Hideo Kojima Says AI Could Help Us Thrive — But Warns It Makes Games and Art Less Special

Auteur instincts. Algorithmic power. Kojim-AI is rewriting the rulebook.
Hideo Kojima is talking about AI like it is the gross but necessary medicine you swallow to stay alive. He is not starry-eyed about it, but he is convinced we are taking it regardless. In a new Washington Post interview, he lays out a pretty clear worldview: adapt your brain for the information flood, or get washed away.
'We need to educate ourselves on how to live as a new kind of human in this era of information overload... AI may not only provide the information but also play a role in that education.'
'Only those who can correctly process the information and make use of these experiences will truly thrive in the 21st century.'
Art is everywhere now, and that is the problem (and the point)
Kojima says the stuff we used to put on a pedestal — movies, novels, music, games, art — does not feel 'special' the way it once did. In his view, we do not even need to try anymore; we can just let it all autoplay in an endless stream. He expects AI to make that passivity even easier and faster. It is a pretty bleak read on culture, and he knows it.
Here is where he pivots: yes, that dilution is real, but the trade-off is access. Back in the 20th century, a lot of people were shut out of these experiences — by country, society, religion, culture, or just norms. Today, those walls are a lot shorter. People can wander into worlds that used to be off-limits, from high art to the internet’s stranger aisles.

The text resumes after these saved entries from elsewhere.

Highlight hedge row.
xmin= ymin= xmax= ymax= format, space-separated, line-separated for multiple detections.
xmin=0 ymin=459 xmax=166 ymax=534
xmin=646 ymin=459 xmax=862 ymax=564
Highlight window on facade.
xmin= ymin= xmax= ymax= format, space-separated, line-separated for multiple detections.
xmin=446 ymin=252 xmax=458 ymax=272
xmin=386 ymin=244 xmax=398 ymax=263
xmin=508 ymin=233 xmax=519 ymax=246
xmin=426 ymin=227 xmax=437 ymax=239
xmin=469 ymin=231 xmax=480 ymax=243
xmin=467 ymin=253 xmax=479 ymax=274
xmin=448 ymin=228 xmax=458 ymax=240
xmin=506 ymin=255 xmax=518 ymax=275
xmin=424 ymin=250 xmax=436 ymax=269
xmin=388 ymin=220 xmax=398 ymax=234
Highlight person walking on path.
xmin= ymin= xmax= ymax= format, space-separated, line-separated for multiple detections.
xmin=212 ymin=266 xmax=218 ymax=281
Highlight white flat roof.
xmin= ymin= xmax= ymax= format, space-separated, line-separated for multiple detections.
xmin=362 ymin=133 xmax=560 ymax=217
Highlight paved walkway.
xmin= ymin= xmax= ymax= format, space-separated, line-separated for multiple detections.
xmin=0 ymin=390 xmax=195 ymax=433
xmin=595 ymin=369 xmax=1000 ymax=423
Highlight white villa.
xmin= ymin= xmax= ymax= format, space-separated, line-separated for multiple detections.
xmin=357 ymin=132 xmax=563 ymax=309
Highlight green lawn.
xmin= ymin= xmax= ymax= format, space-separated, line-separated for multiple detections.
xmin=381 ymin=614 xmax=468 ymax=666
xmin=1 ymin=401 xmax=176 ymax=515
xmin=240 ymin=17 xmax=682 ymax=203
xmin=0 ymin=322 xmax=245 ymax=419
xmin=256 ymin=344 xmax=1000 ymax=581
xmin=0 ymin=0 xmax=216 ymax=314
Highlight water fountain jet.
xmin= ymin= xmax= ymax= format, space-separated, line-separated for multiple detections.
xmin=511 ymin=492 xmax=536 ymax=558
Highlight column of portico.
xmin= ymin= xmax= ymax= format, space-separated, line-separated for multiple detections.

Think everything from museum-grade cinema to AI cats shoveling pasta — the spectrum is wide, and it is open.
His big-picture pitch
- AI is not a cure-all; it is the tough medicine of our era. We are going to take it anyway.
- The task now is learning how to think, filter, and feel in a world that never stops dumping information on us.
- He believes AI will speed up the shift to passive consumption, but the upside is unprecedented access for people who were once closed off from art and ideas.
- He said back in August that generative AI will mark a new, distinct era of gaming — so this is not a sudden turn for him.
The part that raised my eyebrow
Kojima adds that, in our ultra-convenient daily life, we are going to need new ways of feeling and perceiving. Makes sense. But the example he reaches for about AI reshaping our instincts? Not exactly comforting. He does not frame it as a horror story — it is just one of those details that makes you go: okay, so this gets weird fast.
Inside the studio: AI tools on Death Stranding 2
On the practical side, Kojima says he used an 'AI machine learning' setup to painstakingly bring some of his celebrity friends into Death Stranding 2. Even then, he was not satisfied with the results. His verdict: 'I think I want to make it more realistic.' Translation: the tech is impressive, but his bar is higher.
Where this leaves us
The message, Kojima-style: AI is coming deeper into how we make and consume art, whether we love it or not. If we do not train ourselves to actually process what we are seeing, the feed will do the seeing for us. The medicine does not taste great, but he is already dosing it out — and still chasing a more 'real' hit of it in his own work.